ECLI:NL:RVS:2025:499
Raad van State
- Hoger beroep
- M.J.M. Ristra-Peeters
- Rechtspraak.nl
Hoger beroep tegen afwijzing machtiging tot voorlopig verblijf voor vreemdelingen
Op 11 februari 2025 heeft de Afdeling bestuursrechtspraak van de Raad van State uitspraak gedaan in een hoger beroep betreffende de afwijzing van aanvragen om een machtiging tot voorlopig verblijf voor vijf vreemdelingen. De staatssecretaris van Justitie en Veiligheid had op 12 december 2022 deze aanvragen afgewezen. Hiertegen hebben de vreemdelingen, vertegenwoordigd door hun advocaat mr. G.J. Dijkman, bezwaar gemaakt. De staatssecretaris verklaarde dit bezwaar op 17 januari 2024 ongegrond. Vervolgens hebben de vreemdelingen en de referent beroep ingesteld bij de rechtbank Den Haag, die op 30 oktober 2024 het beroep ongegrond verklaarde. Tegen deze uitspraak is hoger beroep ingesteld.

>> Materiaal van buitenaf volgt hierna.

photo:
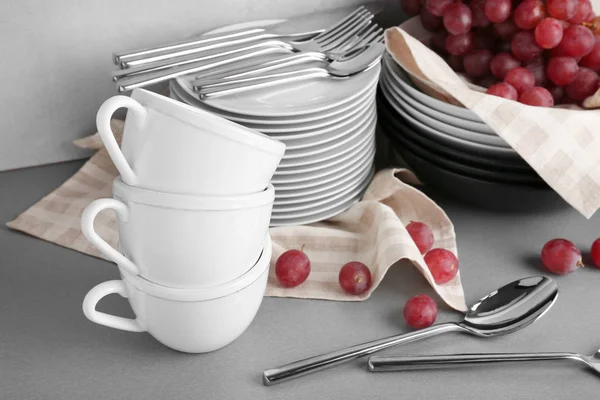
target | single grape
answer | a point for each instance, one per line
(506, 30)
(584, 85)
(455, 62)
(355, 277)
(422, 235)
(420, 311)
(477, 62)
(479, 18)
(442, 264)
(411, 7)
(292, 268)
(498, 11)
(562, 70)
(458, 45)
(520, 78)
(557, 92)
(529, 13)
(584, 8)
(438, 42)
(562, 9)
(524, 47)
(595, 252)
(437, 7)
(429, 21)
(548, 33)
(458, 18)
(592, 59)
(561, 257)
(577, 41)
(539, 73)
(502, 63)
(537, 96)
(503, 90)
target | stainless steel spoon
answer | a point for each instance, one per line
(505, 310)
(409, 363)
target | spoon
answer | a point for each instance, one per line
(384, 364)
(505, 310)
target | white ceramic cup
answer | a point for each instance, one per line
(192, 321)
(171, 147)
(183, 241)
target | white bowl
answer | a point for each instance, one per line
(191, 321)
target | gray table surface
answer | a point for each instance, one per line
(48, 350)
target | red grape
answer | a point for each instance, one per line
(355, 277)
(562, 9)
(529, 13)
(460, 44)
(524, 47)
(411, 7)
(292, 268)
(562, 70)
(420, 311)
(506, 30)
(537, 96)
(422, 235)
(502, 63)
(478, 9)
(455, 62)
(438, 42)
(430, 21)
(520, 78)
(592, 60)
(458, 18)
(595, 252)
(477, 62)
(577, 41)
(584, 85)
(437, 7)
(539, 73)
(498, 10)
(442, 264)
(503, 90)
(584, 8)
(548, 33)
(561, 256)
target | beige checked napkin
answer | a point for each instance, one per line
(562, 145)
(372, 231)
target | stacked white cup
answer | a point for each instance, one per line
(193, 203)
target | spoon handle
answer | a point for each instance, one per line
(411, 363)
(317, 363)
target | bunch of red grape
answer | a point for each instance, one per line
(540, 53)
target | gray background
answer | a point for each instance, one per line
(56, 59)
(48, 350)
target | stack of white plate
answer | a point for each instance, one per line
(328, 127)
(451, 148)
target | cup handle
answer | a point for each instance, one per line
(87, 227)
(100, 291)
(137, 112)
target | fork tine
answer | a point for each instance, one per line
(340, 24)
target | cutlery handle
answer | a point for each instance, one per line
(410, 363)
(146, 79)
(250, 69)
(258, 82)
(314, 364)
(204, 42)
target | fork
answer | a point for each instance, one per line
(328, 46)
(236, 38)
(361, 60)
(408, 363)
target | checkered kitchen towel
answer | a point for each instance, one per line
(561, 145)
(372, 231)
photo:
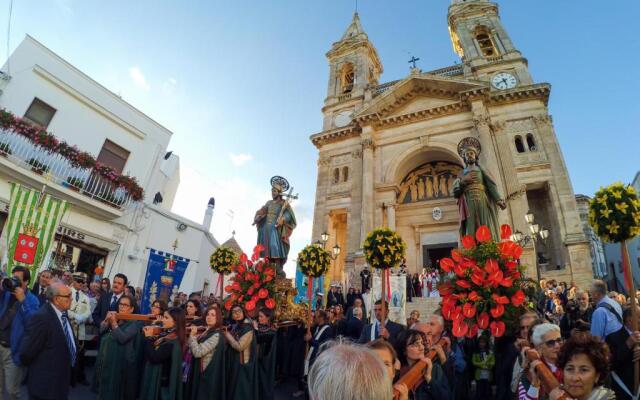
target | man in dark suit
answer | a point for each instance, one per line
(374, 330)
(109, 301)
(49, 347)
(625, 350)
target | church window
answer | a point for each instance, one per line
(519, 144)
(483, 37)
(347, 78)
(531, 143)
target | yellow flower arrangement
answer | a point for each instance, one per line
(222, 260)
(383, 248)
(614, 213)
(314, 260)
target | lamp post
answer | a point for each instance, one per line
(536, 232)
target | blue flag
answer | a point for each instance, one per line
(302, 286)
(164, 274)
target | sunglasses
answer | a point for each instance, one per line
(552, 342)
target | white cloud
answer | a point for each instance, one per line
(244, 199)
(169, 86)
(138, 78)
(240, 159)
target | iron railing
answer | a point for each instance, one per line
(55, 168)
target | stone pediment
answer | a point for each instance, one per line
(417, 93)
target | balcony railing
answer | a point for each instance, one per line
(55, 168)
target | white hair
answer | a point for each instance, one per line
(334, 372)
(540, 330)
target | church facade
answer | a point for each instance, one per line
(387, 152)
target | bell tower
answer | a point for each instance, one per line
(481, 41)
(354, 66)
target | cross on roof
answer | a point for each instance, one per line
(413, 61)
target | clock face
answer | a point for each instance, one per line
(503, 81)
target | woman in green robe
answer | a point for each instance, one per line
(242, 379)
(162, 378)
(117, 364)
(208, 372)
(266, 339)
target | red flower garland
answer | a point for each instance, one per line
(253, 284)
(484, 284)
(77, 158)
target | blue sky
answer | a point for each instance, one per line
(241, 83)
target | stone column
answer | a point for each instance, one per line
(367, 186)
(391, 216)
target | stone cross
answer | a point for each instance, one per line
(413, 61)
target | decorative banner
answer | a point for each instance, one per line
(164, 274)
(302, 287)
(397, 291)
(33, 219)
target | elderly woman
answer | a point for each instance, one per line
(411, 347)
(333, 374)
(584, 360)
(241, 357)
(207, 376)
(547, 340)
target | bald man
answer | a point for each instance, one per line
(49, 347)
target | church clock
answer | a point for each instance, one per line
(504, 80)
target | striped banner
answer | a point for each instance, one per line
(32, 214)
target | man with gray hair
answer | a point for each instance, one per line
(49, 347)
(607, 316)
(349, 372)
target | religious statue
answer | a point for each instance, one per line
(275, 222)
(476, 192)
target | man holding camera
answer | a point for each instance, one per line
(17, 305)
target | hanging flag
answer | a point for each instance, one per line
(33, 219)
(162, 280)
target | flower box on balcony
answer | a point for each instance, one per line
(5, 149)
(37, 167)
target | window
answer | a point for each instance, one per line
(39, 113)
(531, 143)
(347, 78)
(519, 144)
(113, 155)
(483, 37)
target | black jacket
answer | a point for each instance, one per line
(393, 328)
(45, 352)
(621, 361)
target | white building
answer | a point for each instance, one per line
(103, 226)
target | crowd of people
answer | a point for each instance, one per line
(196, 349)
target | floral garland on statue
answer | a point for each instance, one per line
(222, 261)
(314, 262)
(77, 158)
(484, 285)
(614, 213)
(253, 284)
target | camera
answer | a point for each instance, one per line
(11, 283)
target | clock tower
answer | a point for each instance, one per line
(486, 50)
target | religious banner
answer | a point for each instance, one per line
(396, 296)
(33, 219)
(302, 287)
(163, 277)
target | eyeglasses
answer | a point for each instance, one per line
(552, 342)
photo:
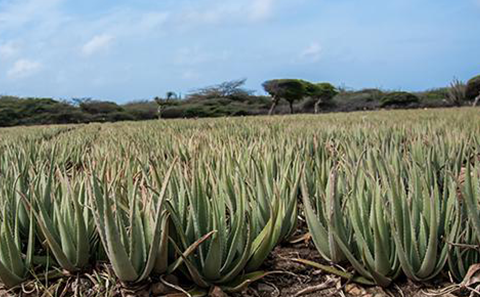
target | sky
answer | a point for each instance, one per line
(126, 50)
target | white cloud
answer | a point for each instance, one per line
(97, 43)
(312, 53)
(261, 9)
(8, 50)
(23, 68)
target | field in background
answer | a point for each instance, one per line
(388, 195)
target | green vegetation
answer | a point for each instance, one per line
(387, 194)
(229, 99)
(473, 88)
(402, 99)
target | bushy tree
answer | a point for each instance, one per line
(233, 90)
(456, 92)
(290, 90)
(170, 99)
(398, 98)
(321, 93)
(472, 92)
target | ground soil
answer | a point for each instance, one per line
(291, 279)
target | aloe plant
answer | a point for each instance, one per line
(324, 215)
(221, 210)
(14, 265)
(134, 233)
(425, 223)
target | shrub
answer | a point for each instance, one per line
(398, 99)
(456, 92)
(473, 88)
(99, 107)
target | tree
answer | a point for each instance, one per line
(473, 90)
(321, 92)
(456, 92)
(290, 90)
(233, 90)
(169, 100)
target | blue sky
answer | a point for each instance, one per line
(124, 50)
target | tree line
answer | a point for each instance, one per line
(231, 98)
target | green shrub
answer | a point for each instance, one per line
(398, 99)
(473, 88)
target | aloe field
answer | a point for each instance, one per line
(201, 207)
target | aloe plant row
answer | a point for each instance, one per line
(210, 199)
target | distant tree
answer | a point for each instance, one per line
(233, 90)
(290, 90)
(321, 93)
(473, 90)
(96, 107)
(457, 92)
(169, 100)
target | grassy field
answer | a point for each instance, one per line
(213, 205)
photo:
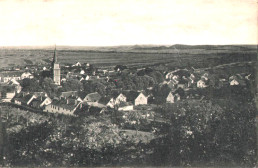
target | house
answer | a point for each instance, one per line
(137, 98)
(172, 97)
(68, 94)
(106, 102)
(172, 84)
(125, 106)
(82, 72)
(233, 82)
(7, 93)
(182, 84)
(118, 98)
(9, 75)
(85, 109)
(40, 102)
(26, 75)
(22, 99)
(62, 106)
(16, 84)
(76, 64)
(167, 97)
(201, 84)
(92, 97)
(236, 80)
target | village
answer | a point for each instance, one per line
(81, 89)
(80, 112)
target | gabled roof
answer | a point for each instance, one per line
(10, 73)
(131, 95)
(93, 96)
(69, 93)
(23, 99)
(104, 100)
(82, 95)
(63, 104)
(36, 102)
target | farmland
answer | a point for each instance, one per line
(176, 55)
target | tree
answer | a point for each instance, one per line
(31, 85)
(72, 85)
(49, 87)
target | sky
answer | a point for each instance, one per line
(127, 22)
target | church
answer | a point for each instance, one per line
(56, 70)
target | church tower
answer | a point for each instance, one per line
(56, 69)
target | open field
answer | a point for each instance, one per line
(176, 55)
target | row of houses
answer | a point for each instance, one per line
(184, 79)
(7, 76)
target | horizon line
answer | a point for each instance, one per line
(64, 45)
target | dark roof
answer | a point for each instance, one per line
(68, 94)
(183, 82)
(93, 96)
(36, 102)
(131, 95)
(82, 95)
(23, 99)
(104, 100)
(63, 103)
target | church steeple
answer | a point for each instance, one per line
(55, 57)
(56, 69)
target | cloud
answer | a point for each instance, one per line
(117, 22)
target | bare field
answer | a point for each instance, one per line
(197, 56)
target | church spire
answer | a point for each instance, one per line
(55, 58)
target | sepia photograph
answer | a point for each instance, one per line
(128, 83)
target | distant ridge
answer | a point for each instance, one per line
(132, 48)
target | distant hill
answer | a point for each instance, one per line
(139, 48)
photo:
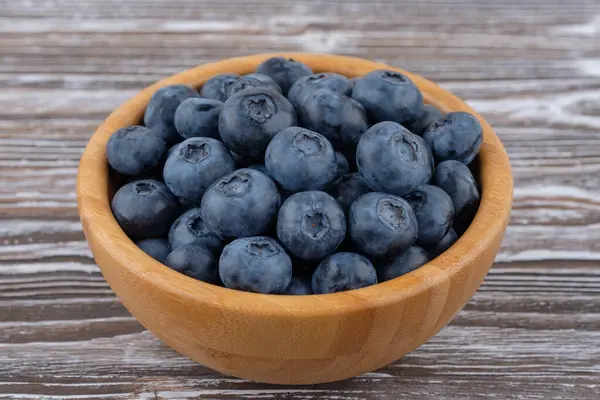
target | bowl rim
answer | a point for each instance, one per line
(102, 230)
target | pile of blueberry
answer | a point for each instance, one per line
(287, 182)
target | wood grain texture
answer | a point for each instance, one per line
(530, 67)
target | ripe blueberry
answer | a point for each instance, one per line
(135, 150)
(306, 84)
(311, 225)
(195, 261)
(253, 81)
(393, 160)
(349, 188)
(434, 210)
(163, 104)
(243, 203)
(456, 136)
(382, 225)
(145, 208)
(198, 117)
(255, 264)
(191, 228)
(456, 179)
(251, 118)
(194, 166)
(343, 271)
(299, 159)
(388, 96)
(217, 87)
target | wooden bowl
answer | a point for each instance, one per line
(293, 339)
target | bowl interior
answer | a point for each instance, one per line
(94, 191)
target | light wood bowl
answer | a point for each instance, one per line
(293, 339)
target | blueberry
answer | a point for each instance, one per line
(429, 114)
(194, 166)
(299, 159)
(311, 225)
(382, 225)
(156, 248)
(145, 208)
(393, 160)
(260, 168)
(163, 104)
(340, 119)
(253, 81)
(438, 248)
(190, 228)
(388, 96)
(434, 210)
(349, 188)
(456, 179)
(251, 118)
(298, 287)
(217, 87)
(198, 117)
(243, 203)
(407, 261)
(342, 165)
(456, 136)
(195, 261)
(255, 264)
(343, 271)
(135, 150)
(284, 71)
(306, 84)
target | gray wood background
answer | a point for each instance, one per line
(532, 67)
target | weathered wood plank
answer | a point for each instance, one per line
(531, 68)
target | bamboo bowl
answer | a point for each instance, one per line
(293, 339)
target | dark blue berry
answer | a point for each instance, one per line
(438, 248)
(163, 104)
(190, 228)
(255, 264)
(254, 81)
(456, 179)
(198, 117)
(195, 261)
(217, 87)
(434, 210)
(349, 188)
(194, 166)
(284, 71)
(388, 96)
(329, 80)
(343, 271)
(135, 150)
(429, 114)
(156, 248)
(407, 261)
(339, 118)
(299, 159)
(311, 225)
(456, 136)
(298, 287)
(243, 203)
(342, 165)
(393, 160)
(251, 118)
(145, 209)
(382, 225)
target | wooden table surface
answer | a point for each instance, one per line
(532, 68)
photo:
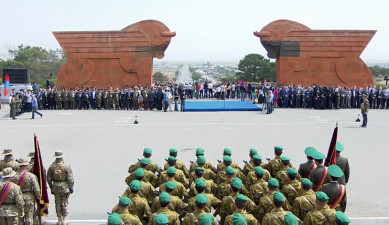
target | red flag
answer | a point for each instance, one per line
(331, 155)
(39, 171)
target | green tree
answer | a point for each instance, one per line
(159, 77)
(254, 67)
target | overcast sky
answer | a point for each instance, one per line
(207, 30)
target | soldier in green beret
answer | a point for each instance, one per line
(123, 210)
(292, 187)
(200, 187)
(341, 218)
(305, 203)
(274, 165)
(227, 207)
(306, 168)
(266, 203)
(319, 174)
(322, 214)
(335, 191)
(342, 162)
(240, 203)
(176, 203)
(164, 200)
(260, 187)
(178, 164)
(251, 177)
(277, 215)
(199, 174)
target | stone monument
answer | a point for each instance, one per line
(325, 57)
(112, 58)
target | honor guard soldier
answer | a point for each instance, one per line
(240, 203)
(61, 181)
(122, 209)
(319, 174)
(305, 203)
(322, 214)
(336, 192)
(31, 191)
(274, 165)
(164, 200)
(11, 199)
(8, 161)
(342, 162)
(277, 215)
(306, 168)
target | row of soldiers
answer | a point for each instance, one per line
(260, 193)
(21, 192)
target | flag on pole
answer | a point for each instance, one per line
(331, 155)
(6, 84)
(39, 171)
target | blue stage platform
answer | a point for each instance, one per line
(206, 106)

De Raad van State heeft in zijn overwegingen vastgesteld dat de rechtbank terecht en op goede gronden tot haar oordeel is gekomen. De Afdeling heeft de motivering van de rechtbank overgenomen en geconcludeerd dat het hoger beroep niet leidt tot vernietiging van de uitspraak van de rechtbank. De Raad van State oordeelde dat het hogerberoepschrift geen vragen bevatte die in het belang van de rechtseenheid, rechtsontwikkeling of rechtsbescherming beantwoord moesten worden. Daarom werd het hoger beroep ongegrond verklaard en werd de uitspraak van de rechtbank bevestigd. De minister van Asiel en Migratie hoeft geen proceskosten te vergoeden.
De uitspraak is gedaan door mr. M.J.M. Ristra-Peeters, lid van de enkelvoudige kamer, in tegenwoordigheid van mr. J. Verbeek, griffier. De uitspraak werd in het openbaar gedaan op 11 februari 2025.